RAPIDLY RISING ACTING STAR ON MAKING AN IMPACT AND HIS NEW BBC DRAMA SERIAL
by ASJAD NAZIR
FEW newcomers have had a more interesting start to their acting career than Ishaan Khatter.
The talented 24-year-old has followed up a starring role in acclaimed Iranian writer-director Majid Majidi’s film Beyond The Clouds with Bollywood romance Dhadak and newly released BBC drama serial A Suitable Boy, which is a big screen adaptation of a classic novel. He also has commercial Bollywood entertainers Khaali Peeli and Phone Bhoot on the way.
With A Suitable Boy already getting global attention, the rising star looks set to shine brighter and cross even more frontiers. All the attention hasn’t gone to his head and the young actor is keeping his feet firmly on the ground.
That was apparent when Eastern Eye caught up with him to speak about his remarkable rise, A Suitable Boy and hopes.
Have you had a chance to look at your whirlwind acting journey?
Yes, of course. I don’t have to look too far back as I’ve only just begun. But having said that, there are days where some of my most important memories feel like they were centuries ago. I guess I owe that to the variety of experiences I’ve been lucky enough to have in the first couple of years of my career.
How much has being given challenging roles immediately helped you as an actor?
It’s directly related. Your choices are dependent on the opportunities you are presented with and if one is to believe the notion that you’re defined by your choices, then that’s the differentiator.
How did you feel landing a role in A Suitable Boy?
Great! Humbled and even honoured; it’s an extremely exciting and challenging character.

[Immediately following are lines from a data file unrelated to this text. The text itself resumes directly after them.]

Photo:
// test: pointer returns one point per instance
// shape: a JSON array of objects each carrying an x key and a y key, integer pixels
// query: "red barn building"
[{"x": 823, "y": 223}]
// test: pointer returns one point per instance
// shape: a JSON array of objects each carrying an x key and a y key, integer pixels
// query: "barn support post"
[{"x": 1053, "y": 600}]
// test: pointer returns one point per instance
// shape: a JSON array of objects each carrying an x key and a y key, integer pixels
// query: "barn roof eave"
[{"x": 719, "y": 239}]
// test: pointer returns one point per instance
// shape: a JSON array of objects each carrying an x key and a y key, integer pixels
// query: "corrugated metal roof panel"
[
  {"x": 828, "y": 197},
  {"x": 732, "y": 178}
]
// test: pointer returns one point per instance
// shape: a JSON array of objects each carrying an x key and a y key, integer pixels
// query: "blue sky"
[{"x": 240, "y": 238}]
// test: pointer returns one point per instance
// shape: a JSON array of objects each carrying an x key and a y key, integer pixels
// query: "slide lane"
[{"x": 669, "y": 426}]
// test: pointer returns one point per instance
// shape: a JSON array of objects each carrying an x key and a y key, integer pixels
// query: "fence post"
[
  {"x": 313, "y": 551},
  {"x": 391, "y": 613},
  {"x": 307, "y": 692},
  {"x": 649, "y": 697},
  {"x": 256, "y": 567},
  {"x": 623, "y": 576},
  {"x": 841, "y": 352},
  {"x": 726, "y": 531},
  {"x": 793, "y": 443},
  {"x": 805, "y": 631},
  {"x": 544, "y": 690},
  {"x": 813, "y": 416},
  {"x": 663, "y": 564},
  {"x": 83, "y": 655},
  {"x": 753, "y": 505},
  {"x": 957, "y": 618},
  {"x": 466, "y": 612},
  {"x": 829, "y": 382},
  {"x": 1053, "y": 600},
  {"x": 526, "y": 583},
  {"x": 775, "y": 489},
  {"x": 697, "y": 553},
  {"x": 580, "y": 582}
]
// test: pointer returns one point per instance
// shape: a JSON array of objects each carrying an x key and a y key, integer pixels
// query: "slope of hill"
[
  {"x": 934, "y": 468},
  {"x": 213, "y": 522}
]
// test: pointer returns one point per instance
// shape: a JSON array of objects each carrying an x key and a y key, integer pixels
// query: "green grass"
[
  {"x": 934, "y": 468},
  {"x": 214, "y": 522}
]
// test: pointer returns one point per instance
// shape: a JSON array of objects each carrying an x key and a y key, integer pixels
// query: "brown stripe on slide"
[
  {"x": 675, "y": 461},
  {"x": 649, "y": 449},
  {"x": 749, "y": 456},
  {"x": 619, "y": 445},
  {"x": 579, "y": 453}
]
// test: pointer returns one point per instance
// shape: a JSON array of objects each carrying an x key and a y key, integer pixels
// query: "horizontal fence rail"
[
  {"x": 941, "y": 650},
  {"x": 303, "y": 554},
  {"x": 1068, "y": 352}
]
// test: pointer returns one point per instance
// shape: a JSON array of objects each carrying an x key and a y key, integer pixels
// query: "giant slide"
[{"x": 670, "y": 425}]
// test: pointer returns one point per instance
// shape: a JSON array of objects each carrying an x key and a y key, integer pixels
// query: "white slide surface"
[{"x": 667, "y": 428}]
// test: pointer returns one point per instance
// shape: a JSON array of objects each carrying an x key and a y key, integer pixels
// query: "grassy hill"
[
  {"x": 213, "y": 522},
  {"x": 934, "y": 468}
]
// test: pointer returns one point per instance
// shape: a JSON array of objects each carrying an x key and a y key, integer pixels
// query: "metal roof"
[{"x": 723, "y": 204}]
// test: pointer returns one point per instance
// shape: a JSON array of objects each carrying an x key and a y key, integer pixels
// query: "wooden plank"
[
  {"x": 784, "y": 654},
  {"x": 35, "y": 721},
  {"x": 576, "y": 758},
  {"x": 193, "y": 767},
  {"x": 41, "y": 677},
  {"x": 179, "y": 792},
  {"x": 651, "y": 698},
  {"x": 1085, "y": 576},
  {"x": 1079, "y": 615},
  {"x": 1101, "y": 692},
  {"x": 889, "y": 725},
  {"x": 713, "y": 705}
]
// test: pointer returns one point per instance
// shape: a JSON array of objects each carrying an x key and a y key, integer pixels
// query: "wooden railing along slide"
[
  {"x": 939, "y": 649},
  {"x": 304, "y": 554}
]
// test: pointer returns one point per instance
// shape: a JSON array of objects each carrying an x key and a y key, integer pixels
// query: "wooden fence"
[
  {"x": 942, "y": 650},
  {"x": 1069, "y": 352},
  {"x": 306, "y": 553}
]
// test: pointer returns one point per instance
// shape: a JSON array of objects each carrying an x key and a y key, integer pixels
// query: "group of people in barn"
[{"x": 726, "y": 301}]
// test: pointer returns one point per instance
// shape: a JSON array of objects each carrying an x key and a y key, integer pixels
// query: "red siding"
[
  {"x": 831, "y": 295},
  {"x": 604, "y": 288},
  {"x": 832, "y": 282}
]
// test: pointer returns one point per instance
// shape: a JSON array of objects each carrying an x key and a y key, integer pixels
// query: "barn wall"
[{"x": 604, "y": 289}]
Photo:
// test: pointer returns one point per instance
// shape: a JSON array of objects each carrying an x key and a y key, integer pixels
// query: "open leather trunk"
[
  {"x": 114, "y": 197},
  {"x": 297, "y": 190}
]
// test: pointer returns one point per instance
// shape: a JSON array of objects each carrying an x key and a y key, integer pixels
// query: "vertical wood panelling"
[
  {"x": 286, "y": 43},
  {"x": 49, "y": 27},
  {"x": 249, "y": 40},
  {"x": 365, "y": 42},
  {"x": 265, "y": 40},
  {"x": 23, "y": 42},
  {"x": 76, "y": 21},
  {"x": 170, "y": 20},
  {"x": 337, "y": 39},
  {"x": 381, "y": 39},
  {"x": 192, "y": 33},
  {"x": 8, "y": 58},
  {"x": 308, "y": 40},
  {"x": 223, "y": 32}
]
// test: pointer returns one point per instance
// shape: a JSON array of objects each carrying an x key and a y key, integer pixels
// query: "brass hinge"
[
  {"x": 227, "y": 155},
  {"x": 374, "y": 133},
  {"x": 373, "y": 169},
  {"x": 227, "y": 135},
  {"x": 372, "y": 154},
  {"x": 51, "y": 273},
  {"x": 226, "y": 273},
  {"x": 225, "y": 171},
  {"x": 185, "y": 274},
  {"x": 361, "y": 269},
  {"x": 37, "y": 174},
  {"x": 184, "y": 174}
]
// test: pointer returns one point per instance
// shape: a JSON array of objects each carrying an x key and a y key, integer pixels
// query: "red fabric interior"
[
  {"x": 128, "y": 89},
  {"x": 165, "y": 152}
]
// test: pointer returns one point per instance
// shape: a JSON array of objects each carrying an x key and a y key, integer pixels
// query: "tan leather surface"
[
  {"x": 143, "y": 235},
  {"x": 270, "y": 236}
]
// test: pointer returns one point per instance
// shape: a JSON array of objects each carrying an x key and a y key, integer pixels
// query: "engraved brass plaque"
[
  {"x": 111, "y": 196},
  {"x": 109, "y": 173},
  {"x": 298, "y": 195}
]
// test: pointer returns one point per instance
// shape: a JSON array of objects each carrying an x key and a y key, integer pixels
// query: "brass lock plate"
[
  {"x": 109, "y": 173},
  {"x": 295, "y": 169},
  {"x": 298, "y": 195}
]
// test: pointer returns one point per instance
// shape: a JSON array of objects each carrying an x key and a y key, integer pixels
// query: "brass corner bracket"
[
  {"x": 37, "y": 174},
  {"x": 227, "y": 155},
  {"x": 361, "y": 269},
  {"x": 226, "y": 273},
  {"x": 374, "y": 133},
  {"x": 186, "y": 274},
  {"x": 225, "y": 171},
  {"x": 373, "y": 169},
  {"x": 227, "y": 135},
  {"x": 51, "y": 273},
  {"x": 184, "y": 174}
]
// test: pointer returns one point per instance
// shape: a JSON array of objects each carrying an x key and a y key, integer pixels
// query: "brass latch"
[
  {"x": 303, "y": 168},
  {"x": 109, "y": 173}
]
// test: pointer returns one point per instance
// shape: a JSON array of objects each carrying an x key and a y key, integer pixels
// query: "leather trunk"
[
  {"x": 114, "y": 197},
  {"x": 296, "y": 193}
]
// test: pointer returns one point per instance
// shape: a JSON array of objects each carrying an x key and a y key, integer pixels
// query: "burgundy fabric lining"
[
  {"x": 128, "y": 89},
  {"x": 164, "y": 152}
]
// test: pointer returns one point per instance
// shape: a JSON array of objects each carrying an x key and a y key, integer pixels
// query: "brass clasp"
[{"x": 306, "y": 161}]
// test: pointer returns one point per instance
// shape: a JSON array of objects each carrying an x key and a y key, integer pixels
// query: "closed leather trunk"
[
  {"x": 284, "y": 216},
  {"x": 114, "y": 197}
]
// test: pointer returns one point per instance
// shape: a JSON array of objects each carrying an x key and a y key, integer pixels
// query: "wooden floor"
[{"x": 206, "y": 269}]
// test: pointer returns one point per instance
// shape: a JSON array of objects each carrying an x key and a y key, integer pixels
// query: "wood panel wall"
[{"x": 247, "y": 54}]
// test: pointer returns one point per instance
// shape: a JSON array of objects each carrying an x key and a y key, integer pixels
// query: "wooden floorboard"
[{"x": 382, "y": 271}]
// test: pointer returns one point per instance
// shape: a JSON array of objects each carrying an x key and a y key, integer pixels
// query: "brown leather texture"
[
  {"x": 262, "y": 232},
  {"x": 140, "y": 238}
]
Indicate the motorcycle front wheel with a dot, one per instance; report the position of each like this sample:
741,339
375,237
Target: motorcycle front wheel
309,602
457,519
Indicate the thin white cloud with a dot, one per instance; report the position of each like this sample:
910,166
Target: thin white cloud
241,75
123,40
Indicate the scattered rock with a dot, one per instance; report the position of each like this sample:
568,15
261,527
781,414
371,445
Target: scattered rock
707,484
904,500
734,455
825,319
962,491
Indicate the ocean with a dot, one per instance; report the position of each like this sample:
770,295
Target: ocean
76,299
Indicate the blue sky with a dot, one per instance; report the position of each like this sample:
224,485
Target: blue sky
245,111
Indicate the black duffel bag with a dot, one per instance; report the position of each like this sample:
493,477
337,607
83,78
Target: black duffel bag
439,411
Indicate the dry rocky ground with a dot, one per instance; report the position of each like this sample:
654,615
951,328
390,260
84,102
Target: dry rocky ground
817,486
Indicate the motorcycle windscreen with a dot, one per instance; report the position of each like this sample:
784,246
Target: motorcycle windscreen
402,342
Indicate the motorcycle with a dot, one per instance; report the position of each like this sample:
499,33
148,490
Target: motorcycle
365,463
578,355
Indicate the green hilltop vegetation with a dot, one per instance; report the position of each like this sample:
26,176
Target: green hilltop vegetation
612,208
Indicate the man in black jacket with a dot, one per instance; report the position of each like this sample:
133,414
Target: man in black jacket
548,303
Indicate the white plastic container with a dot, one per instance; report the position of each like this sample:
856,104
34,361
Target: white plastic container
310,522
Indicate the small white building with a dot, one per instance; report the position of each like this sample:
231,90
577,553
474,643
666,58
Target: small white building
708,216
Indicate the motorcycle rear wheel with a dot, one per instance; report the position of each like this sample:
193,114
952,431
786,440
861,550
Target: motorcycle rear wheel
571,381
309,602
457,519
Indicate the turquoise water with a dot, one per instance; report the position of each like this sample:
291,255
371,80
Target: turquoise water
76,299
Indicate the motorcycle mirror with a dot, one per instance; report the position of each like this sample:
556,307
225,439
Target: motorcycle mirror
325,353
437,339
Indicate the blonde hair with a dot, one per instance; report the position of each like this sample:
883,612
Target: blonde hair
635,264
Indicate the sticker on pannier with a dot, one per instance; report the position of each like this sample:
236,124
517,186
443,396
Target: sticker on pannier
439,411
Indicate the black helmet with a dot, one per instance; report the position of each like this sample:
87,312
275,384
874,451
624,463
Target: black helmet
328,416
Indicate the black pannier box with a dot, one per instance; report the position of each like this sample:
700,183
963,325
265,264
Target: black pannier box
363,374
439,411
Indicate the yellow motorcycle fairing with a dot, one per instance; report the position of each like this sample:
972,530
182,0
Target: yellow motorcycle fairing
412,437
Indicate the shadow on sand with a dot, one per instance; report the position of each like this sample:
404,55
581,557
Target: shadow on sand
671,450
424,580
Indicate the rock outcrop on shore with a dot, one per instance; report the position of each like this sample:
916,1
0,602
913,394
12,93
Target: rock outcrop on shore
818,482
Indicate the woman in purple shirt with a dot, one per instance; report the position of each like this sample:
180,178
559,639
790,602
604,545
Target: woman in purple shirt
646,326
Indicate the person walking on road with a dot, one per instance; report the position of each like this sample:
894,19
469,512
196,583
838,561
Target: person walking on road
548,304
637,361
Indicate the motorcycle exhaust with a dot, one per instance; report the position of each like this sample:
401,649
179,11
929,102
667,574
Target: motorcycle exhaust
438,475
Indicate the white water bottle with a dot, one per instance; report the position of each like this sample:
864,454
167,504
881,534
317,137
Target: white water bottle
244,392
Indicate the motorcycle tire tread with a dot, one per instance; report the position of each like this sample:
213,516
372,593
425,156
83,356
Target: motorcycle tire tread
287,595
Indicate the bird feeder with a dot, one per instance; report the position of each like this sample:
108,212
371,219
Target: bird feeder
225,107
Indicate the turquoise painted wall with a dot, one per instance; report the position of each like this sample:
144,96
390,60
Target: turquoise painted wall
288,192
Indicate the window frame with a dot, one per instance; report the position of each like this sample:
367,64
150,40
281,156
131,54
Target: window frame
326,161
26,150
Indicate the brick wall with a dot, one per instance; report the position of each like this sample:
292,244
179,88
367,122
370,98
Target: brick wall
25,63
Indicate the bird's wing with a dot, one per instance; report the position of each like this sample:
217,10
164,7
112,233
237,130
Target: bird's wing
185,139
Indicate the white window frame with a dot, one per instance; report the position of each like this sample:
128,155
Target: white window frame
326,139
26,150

Had you read the book before and what did you do to prepare for the project?
No, and I’ve still only read those parts of the book that inform my own character. I had a vivid and large script for the rest. We did multiple readings and discussions leading up to the shoot, but it was also a largely spontaneous process with respect to my characterisation.
Where does your character fit into the mega-story?
(My character) Maan and his journey, especially in his relationship with his father, is a very central part of the story. His actions act as a catalyst to events that affect nearly all the central characters in the story.
What was the experience of working on the project like?
Equal parts challenging and enriching. I learned a great deal. This is the first time I worked on a mini-series format. It was particularly difficult to define the character arc of Maan with the rigorous schedule we were on. We really had a lot of work to get done with a massive cast and two units working simultaneously throughout, so it was quite extraordinary.
What is Mira Nair like as a director?
She is extremely involved with her subject matter. Fiery and passionate! She is on top of her game and commands great authority as well. She’s also completely unfiltered and will rest only when she gets what she wants.
What is the biggest thing you learned doing this project?
To maintain your focus no matter what and assume responsibility over your character. In an ensemble piece and period drama such as this it was crucial to graph the changes that come in the character’s arc. And with the way we were shooting for this show, with two working units almost throughout, one had to assume responsibility of their own characters’ emotional and physical continuity.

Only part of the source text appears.